Nel terzo racconto, "Arca 2009", si ha l'unione di una gestione della
trama poco riuscita, in quanto sbilanciata, ma di una descrizione delle scene e del ritmo
decisamente efficace, che coinvolge fino alla fine, riuscendo a mantenere elevato il ritmo
di lettura per l'intero racconto.
Chiude la raccolta quella che invece, priva di elementi fantastici, è la storia cattiva
per eccellenza e forse il pezzo più bilanciato ed emotivo. Due compagni di scuola, un
rapporto di amore-odio, un nuovo videogioco, un pomeriggio insieme... stati d'animo
caricati come molle e tensione pronta a scattare, solo che non si sa, fino alla fine, in
quale direzione.
In conclusione quattro racconti che si leggono senza difficoltà e anche se per brevi
tratti paiono appesantirsi, alla fine si lasciano piacevolmente ricordare. Forse non ci
saranno grosse ricerche di innovazione, mirando a intrecci pirotecnici, ma l'intera
raccolta mostra un apprezzabile livello di onestà letteraria, e il lettore, non rischia
mai di sentirsi tradito. Risultato, quindi, che per un autore underground è
un merito e un valore, e che spinge il lettore ad aspettarsi il prossimo lavoro, che non
potrà essere che migliore.
Voto: 6,5
[Gelostellato]
Incipit dal racconto Il Bel Paese
L'insegna della locanda "Bel Paese" mi affascinava sempre da bambino,
sarà per i suoi caratteri ondeggianti intagliati nel legno o forse perché il mio babbo
ci andava tutte le sere per le sue gare di scala quaranta. E ora che, dopo ventitré anni
di lontananza da San Giovanni, ci sono davanti e seguo con il dito le lettere nel legno
(chiudendo un occhio per seguire con più nitidezza la punta del mio dito, come facevo da
ragazzino), sento un leggero formicolio allo stomaco. Per me era come una copertina, una
facciata che nascondeva il mondo dei grandi, degli uomini. Vino rosso, sigarette fumanti
appese alle labbra, musi rugosi e abbronzati di uomini temprati da ore di lavoro nei
campi, bestemmie in dialetto e tanfo di formaggio stagionato.

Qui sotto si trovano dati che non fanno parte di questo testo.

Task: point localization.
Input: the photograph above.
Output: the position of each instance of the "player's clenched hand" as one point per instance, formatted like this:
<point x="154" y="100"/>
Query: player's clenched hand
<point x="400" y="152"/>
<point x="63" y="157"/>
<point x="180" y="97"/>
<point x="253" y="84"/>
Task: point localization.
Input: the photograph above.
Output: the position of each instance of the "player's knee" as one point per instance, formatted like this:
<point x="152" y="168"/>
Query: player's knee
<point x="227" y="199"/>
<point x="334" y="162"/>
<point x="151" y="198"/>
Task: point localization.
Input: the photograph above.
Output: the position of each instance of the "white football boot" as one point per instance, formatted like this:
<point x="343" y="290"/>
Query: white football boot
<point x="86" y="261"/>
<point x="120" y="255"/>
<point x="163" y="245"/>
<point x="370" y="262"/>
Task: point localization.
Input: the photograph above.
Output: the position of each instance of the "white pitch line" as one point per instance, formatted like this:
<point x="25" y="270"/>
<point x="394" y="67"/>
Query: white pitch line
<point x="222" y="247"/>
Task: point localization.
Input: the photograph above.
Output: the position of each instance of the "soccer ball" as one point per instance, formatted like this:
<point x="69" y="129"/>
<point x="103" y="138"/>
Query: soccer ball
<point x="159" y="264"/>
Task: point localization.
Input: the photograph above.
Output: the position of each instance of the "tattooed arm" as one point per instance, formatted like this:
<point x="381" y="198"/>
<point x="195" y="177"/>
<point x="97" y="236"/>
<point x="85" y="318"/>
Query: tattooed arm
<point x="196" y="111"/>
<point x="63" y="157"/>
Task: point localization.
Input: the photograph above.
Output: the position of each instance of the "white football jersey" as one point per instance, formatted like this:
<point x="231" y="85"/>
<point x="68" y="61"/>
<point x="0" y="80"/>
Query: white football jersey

La prime volte che il babbo mi permise di accompagnarlo avevo sì e no otto anni ma dopo
quelle poche centinaia di metri che separavano la nostra casa dalla locanda mi obbligava a
restare fuori, seduto sulla panchina dove sono seduto ora, aspettando che l'orologio del
campanile toccasse le ventidue. Diceva che quando la lancetta avesse raggiunto quel numero
metallico in stile romano avrei dovuto sbirciare dalla finestra, l'unica nel lato del
"Bel Paese" rivolto sulla piazza, che guardava nella saletta da gioco
all'interno della locanda e aspettare che lui, seduto al tavolo in compagnia del suoi
amici, notasse la mia sagoma al di là dei vetri.